OB I
- Season: 1957
- Champions: Szolnok

= 1957 Országos Bajnokság I (men's water polo) =

Water polo league season

1957 Országos Bajnokság I (men's water polo) was the 51st water polo championship in Hungary. There were ten teams who played one-round match for the title.

== Final list ==

| # | Team | M | W | D | L | G+ | G− | Diff | Pts | Notes |
| 1st place, gold medalist(s) | Szolnoki Dózsa | 9 | 9 | 0 | 0 | 41 | 16 | +25 | 18 | Champion |
| 2nd place, silver medalist(s) | Bp. Vörös Meteor | 9 | 7 | 0 | 2 | 30 | 14 | +16 | 14 |
| 3rd place, bronze medalist(s) | Ferencvárosi TC | 9 | 7 | 0 | 2 | 29 | 20 | +9 | 14 |
| 4 | Bp. Honvéd | 9 | 4 | 2 | 3 | 39 | 33 | +6 | 10 |
| 5 | BVSC | 9 | 5 | 0 | 4 | 39 | 34 | +5 | 10 |
| 6 | Vasas SC | 9 | 4 | 1 | 4 | 25 | 25 | 0 | 8 | deducted 1 point |
| 7 | Újpesti Dózsa | 9 | 2 | 1 | 6 | 38 | 38 | 0 | 5 |
| 8. | Bp. Spartacus | 9 | 1 | 2 | 6 | 23 | 37 | −14 | 4 |
| 9. | MTK | 9 | 1 | 1 | 7 | 17 | 33 | −16 | 3 |
| 10. | Eger SE | 9 | 1 | 1 | 7 | 24 | 55 | −31 | 3 | Relegated to Országos Bajnokság II |

- M - Matches; W - Win; D - Drawn; L - Lost G+ - Goals earned; G− - Goals got; Diff - Difference; P - Point

| 1957 OB I Champions |
|---|
| Szolnoki Dózsa 2nd Title |

| Dr.

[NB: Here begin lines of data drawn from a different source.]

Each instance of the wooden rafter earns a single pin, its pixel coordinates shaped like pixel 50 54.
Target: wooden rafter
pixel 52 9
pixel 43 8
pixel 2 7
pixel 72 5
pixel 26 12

Ottó Boros, István Brinza, Dr. Ferenc Hasznos, György Hegmann, Tivadar Kanizsa, József Kelemen, István Koncz, Ferenc Kuczora, István Pintér |
| Head coach: István Goór |

== 2. Class ==
1. Újpesti Tungsram SE 29, 2. BVTSE 27, 3. Tatabányai Bányász 21(1), 4. Szolnoki Honvéd 21, 5. Szentes 17, 6. Csepel Autó 15, 7. Kistext 14, 8. Bp. Gyárépítők 13, 9. Tipográfia 12, 10. Óbudai Hajógyár 9(1) point. In parentheses were the conclusion penalty points.

== Sources ==
- Gyarmati Dezső: Aranykor (Hérodotosz Könyvkiadó és Értékesítő Bt., Budapest, 2002.)